Pee-wee’s New ‘Big Holiday’ Is No ‘Big Adventure’

But it checks some nostalgia boxes.


It’s been over 30 years since Pee-wee Herman first graced the silver screen in Tim Burton’s beloved Pee-wee’s Big Adventure, and thanks to Netflix (and, surprisingly, Judd Apatow), Pee-wee is back to finally complete his film trilogy. Unfortunately, Pee-wee’s Big Holiday falls more in line with 1988’s disappointing follow-up, Big Top Pee-wee, than Burton’s 1985 classic.

The film’s plot essentially boils down to Pee-wee being stuck in a rut and wanting to get out of Fairville, his hometown. Once given a reason to leave, Pee-wee embarks on a cross-country journey to the Big Apple, and as soon as he steps foot outside city lines, his series of escalating misadventures begin — although not all of them are particularly rewarding or funny.

In a lot of ways, Pee-wee’s Big Holiday continues in the style of his two previous feature films — they all begin with dream sequences and feature the same wacky, childlike humor. Big Holiday actually plays like a modern reimagining of Big Adventure at times, all the way down to the opening transition into Pee-wee’s Rube Goldberg-style morning routine.

While Pee-wee’s boyish charm is amusing throughout, the gags are just too hit or miss. For every laugh-out-loud moment, there are several that fall flat. It’s no surprise that most of the laughs come from Pee-wee’s goofy physicality, but all the inventiveness and magic that made Big Adventure memorable is nowhere to be found, and instead replaced with cheap bits with little to no payoff.

Tim Burton’s Big Adventure gave audiences a reason to care about Pee-wee’s titular adventure in that there was a plot (find that bike!), a villain (who could forget Francis?!), and virtually every gag was in service of its narrative. By comparison, Big Holiday is a completely aimless road movie with no real propulsion from one scene to the next.

Throughout the film, it feels like Pee-wee’s good-natured zaniness is repeatedly wasted on underdeveloped, and occasionally mean-spirited, jokes. I’m not sure anybody was clamoring to see Pee-wee kidnapped and bound to a chair.

The proof is right there on the screen — for every overwrought sequence that disappointed, the film would redeem itself with a quintessentially silly and decidedly “Pee-wee” moment, like when he spends a full minute (or more) of screen time slowly letting air out of a balloon and making accompanying sounds.

Paul Reubens (Pee-wee himself) co-wrote the script with Paul Rust, creator and star of Netflix’s new Apatow-produced comedy “Love,” which may account for some of the film’s more “modern” gags, and while Rust is a hilarious comedian and writer (any fan of Comedy Bang Bang can attest to that), his sensibilities may have hurt the film more than help it.

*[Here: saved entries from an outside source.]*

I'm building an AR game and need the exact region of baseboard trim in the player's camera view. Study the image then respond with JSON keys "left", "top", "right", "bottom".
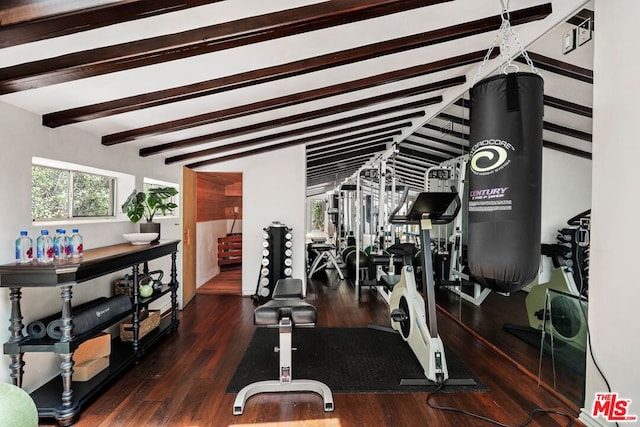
{"left": 579, "top": 409, "right": 607, "bottom": 427}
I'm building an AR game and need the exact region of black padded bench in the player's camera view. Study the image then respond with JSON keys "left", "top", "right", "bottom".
{"left": 232, "top": 278, "right": 334, "bottom": 415}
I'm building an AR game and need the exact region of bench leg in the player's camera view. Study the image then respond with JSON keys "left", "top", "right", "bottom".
{"left": 233, "top": 317, "right": 334, "bottom": 415}
{"left": 233, "top": 379, "right": 334, "bottom": 415}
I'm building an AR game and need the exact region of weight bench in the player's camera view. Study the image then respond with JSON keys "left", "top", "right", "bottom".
{"left": 232, "top": 278, "right": 334, "bottom": 415}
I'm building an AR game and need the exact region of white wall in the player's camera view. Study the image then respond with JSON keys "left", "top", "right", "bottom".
{"left": 581, "top": 1, "right": 640, "bottom": 425}
{"left": 196, "top": 219, "right": 242, "bottom": 287}
{"left": 195, "top": 145, "right": 307, "bottom": 295}
{"left": 538, "top": 148, "right": 592, "bottom": 283}
{"left": 0, "top": 101, "right": 181, "bottom": 391}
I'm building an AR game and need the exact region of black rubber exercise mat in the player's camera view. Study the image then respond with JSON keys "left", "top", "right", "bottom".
{"left": 227, "top": 327, "right": 487, "bottom": 393}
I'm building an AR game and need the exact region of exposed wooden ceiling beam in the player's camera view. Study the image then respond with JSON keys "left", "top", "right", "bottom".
{"left": 307, "top": 132, "right": 400, "bottom": 161}
{"left": 400, "top": 141, "right": 461, "bottom": 158}
{"left": 308, "top": 156, "right": 376, "bottom": 176}
{"left": 453, "top": 96, "right": 593, "bottom": 118}
{"left": 164, "top": 115, "right": 417, "bottom": 165}
{"left": 187, "top": 129, "right": 390, "bottom": 168}
{"left": 308, "top": 151, "right": 386, "bottom": 177}
{"left": 421, "top": 123, "right": 469, "bottom": 140}
{"left": 394, "top": 160, "right": 429, "bottom": 175}
{"left": 437, "top": 112, "right": 469, "bottom": 127}
{"left": 307, "top": 132, "right": 402, "bottom": 159}
{"left": 161, "top": 98, "right": 438, "bottom": 163}
{"left": 423, "top": 113, "right": 593, "bottom": 142}
{"left": 544, "top": 95, "right": 592, "bottom": 118}
{"left": 0, "top": 0, "right": 224, "bottom": 48}
{"left": 515, "top": 51, "right": 593, "bottom": 84}
{"left": 543, "top": 141, "right": 592, "bottom": 159}
{"left": 408, "top": 131, "right": 468, "bottom": 151}
{"left": 406, "top": 137, "right": 467, "bottom": 156}
{"left": 307, "top": 167, "right": 364, "bottom": 183}
{"left": 140, "top": 107, "right": 424, "bottom": 158}
{"left": 399, "top": 145, "right": 449, "bottom": 163}
{"left": 422, "top": 119, "right": 591, "bottom": 158}
{"left": 307, "top": 173, "right": 362, "bottom": 189}
{"left": 42, "top": 42, "right": 484, "bottom": 127}
{"left": 396, "top": 153, "right": 437, "bottom": 169}
{"left": 308, "top": 140, "right": 391, "bottom": 168}
{"left": 395, "top": 170, "right": 429, "bottom": 187}
{"left": 0, "top": 0, "right": 451, "bottom": 94}
{"left": 101, "top": 72, "right": 462, "bottom": 144}
{"left": 544, "top": 121, "right": 592, "bottom": 142}
{"left": 307, "top": 159, "right": 365, "bottom": 176}
{"left": 164, "top": 115, "right": 412, "bottom": 164}
{"left": 392, "top": 171, "right": 426, "bottom": 187}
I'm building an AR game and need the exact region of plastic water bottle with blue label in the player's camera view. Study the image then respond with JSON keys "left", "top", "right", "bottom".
{"left": 15, "top": 231, "right": 33, "bottom": 264}
{"left": 60, "top": 229, "right": 70, "bottom": 259}
{"left": 53, "top": 229, "right": 61, "bottom": 259}
{"left": 36, "top": 230, "right": 54, "bottom": 264}
{"left": 54, "top": 229, "right": 70, "bottom": 260}
{"left": 70, "top": 228, "right": 83, "bottom": 258}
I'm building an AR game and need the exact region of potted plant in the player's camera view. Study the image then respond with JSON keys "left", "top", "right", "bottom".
{"left": 121, "top": 187, "right": 178, "bottom": 242}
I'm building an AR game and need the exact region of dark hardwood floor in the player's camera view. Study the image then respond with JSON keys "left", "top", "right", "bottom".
{"left": 435, "top": 285, "right": 585, "bottom": 409}
{"left": 40, "top": 268, "right": 582, "bottom": 427}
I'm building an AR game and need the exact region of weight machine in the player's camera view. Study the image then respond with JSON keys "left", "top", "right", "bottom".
{"left": 352, "top": 147, "right": 415, "bottom": 301}
{"left": 427, "top": 155, "right": 495, "bottom": 305}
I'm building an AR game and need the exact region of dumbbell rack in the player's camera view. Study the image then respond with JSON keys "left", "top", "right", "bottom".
{"left": 253, "top": 221, "right": 293, "bottom": 300}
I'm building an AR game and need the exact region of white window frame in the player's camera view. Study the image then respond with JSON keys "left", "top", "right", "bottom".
{"left": 143, "top": 177, "right": 180, "bottom": 219}
{"left": 32, "top": 156, "right": 134, "bottom": 226}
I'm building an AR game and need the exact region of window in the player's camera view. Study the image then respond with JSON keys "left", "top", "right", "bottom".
{"left": 310, "top": 199, "right": 325, "bottom": 231}
{"left": 32, "top": 165, "right": 115, "bottom": 220}
{"left": 143, "top": 178, "right": 179, "bottom": 218}
{"left": 31, "top": 157, "right": 133, "bottom": 223}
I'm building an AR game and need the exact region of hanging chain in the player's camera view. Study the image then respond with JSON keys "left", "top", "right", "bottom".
{"left": 473, "top": 0, "right": 539, "bottom": 85}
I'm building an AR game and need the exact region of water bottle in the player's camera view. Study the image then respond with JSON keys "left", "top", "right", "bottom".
{"left": 60, "top": 229, "right": 70, "bottom": 259}
{"left": 54, "top": 229, "right": 69, "bottom": 260}
{"left": 15, "top": 231, "right": 33, "bottom": 264}
{"left": 36, "top": 230, "right": 54, "bottom": 264}
{"left": 53, "top": 229, "right": 62, "bottom": 259}
{"left": 70, "top": 228, "right": 83, "bottom": 258}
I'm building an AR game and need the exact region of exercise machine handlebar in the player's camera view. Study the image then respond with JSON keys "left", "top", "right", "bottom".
{"left": 386, "top": 184, "right": 410, "bottom": 225}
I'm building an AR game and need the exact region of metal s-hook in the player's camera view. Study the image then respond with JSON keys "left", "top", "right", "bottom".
{"left": 501, "top": 0, "right": 511, "bottom": 21}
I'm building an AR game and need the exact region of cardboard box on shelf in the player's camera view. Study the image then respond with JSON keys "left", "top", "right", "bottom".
{"left": 73, "top": 332, "right": 111, "bottom": 365}
{"left": 72, "top": 356, "right": 110, "bottom": 382}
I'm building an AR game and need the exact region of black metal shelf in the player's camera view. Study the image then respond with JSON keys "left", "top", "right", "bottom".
{"left": 0, "top": 240, "right": 181, "bottom": 426}
{"left": 33, "top": 316, "right": 178, "bottom": 422}
{"left": 3, "top": 310, "right": 134, "bottom": 354}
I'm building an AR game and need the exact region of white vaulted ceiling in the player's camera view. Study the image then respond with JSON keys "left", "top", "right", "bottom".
{"left": 0, "top": 0, "right": 593, "bottom": 196}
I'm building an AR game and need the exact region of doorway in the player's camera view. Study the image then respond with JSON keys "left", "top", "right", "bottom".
{"left": 194, "top": 172, "right": 243, "bottom": 295}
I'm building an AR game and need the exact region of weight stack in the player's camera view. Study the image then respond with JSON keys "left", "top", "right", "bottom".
{"left": 255, "top": 221, "right": 293, "bottom": 300}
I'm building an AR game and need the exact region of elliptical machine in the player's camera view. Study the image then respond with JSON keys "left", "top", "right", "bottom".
{"left": 386, "top": 190, "right": 461, "bottom": 385}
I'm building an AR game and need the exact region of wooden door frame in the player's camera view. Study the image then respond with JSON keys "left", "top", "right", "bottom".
{"left": 182, "top": 166, "right": 197, "bottom": 308}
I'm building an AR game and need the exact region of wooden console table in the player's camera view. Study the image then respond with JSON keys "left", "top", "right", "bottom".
{"left": 0, "top": 239, "right": 180, "bottom": 426}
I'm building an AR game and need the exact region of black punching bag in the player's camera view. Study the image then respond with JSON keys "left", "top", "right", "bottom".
{"left": 467, "top": 72, "right": 543, "bottom": 293}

In an interview with Cinemablend, Big Holiday director John Lee very astutely noted the differences between the many iterations of Pee-wee Herman — the stage version is “punchier and crowd-oriented,” his children’s television persona more like an “obnoxious train of Pee-wee” and the movies as “way more subdued and in control.”

Pee-wee’s Big Holiday features Pee-wee more as an amalgam of these different personas than as anyone in particular, and that’s probably why it doesn’t work one hundred percent of the time.

For those who grew up with Pee-wee, Big Holiday ticks the nostalgia boxes and has enough laughs for me to cautiously recommend it — but you’ll be dusting off that old VHS copy of Big Adventure before watching it again. 

Pee-wee’s Big Holiday premieres on Netflix on March 18th, 2016.